Miyazaki’s latest film, “The Wind Rises”, claimed a coveted competition slot at the current Venice Film Festival. He won an Academy Award for “Spirited Away” and many other Japanese and international prizes.
But Miyazaki told a packed news conference that the stresses of directing long films made with the hand-drawing techniques he swears by were starting to wear him down.
“I have never once thought I was glad I became a director but I have been glad I’m an animator many, many times,” he told about 600 journalists gathered at a Tokyo hotel.
“To be an animator, if you are able to perfectly capture the water or the wind, you’ll be really happy for the next few days … But if you’re the director, you have to make all the judgments. It’s not good for my stomach.”

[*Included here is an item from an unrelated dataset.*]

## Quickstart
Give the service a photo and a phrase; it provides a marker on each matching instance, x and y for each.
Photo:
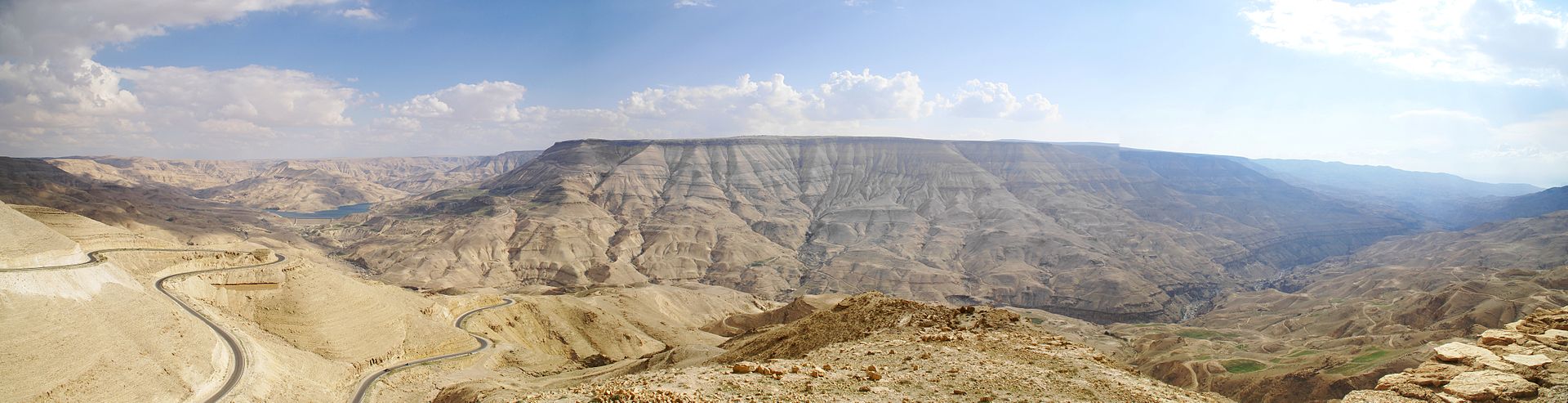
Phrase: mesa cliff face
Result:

A bit of a break lies ahead but Miyazaki said he intended to work “for the next 10 years or so, as long as I can still drive a car to the studio”. He has numerous projects in mind, including renewing the exhibits at the popular Ghibli Museum west of Tokyo that showcases the work of his studio.
“The Wind Rises,” Miyazaki’s 11th feature film, is based on the life of the man who designed Japan’s feared Zero fighter plane used in World War Two and highlights the dangers of war and nationalism.
It triggered a wave of unprecedented criticism of Miyazaki, ranging from people saying he glamorized war to others who accused him of being a traitor.
The theme was underlined by Miyazaki in a scathing essay in mid-July about Prime Minister Shinzo Abe’s proposals to revise Japan’s pacifist constitution.
Known for vivid colors and loving depictions of landscapes, Miyazaki’s films – which include “Princess Mononoke” and “My Neighbour Totoro” – still rely primarily on hand-drawing each frame. Miyazaki’s Studio Ghibli employs a team of animators but he developed the storyboards and drew many of the frames.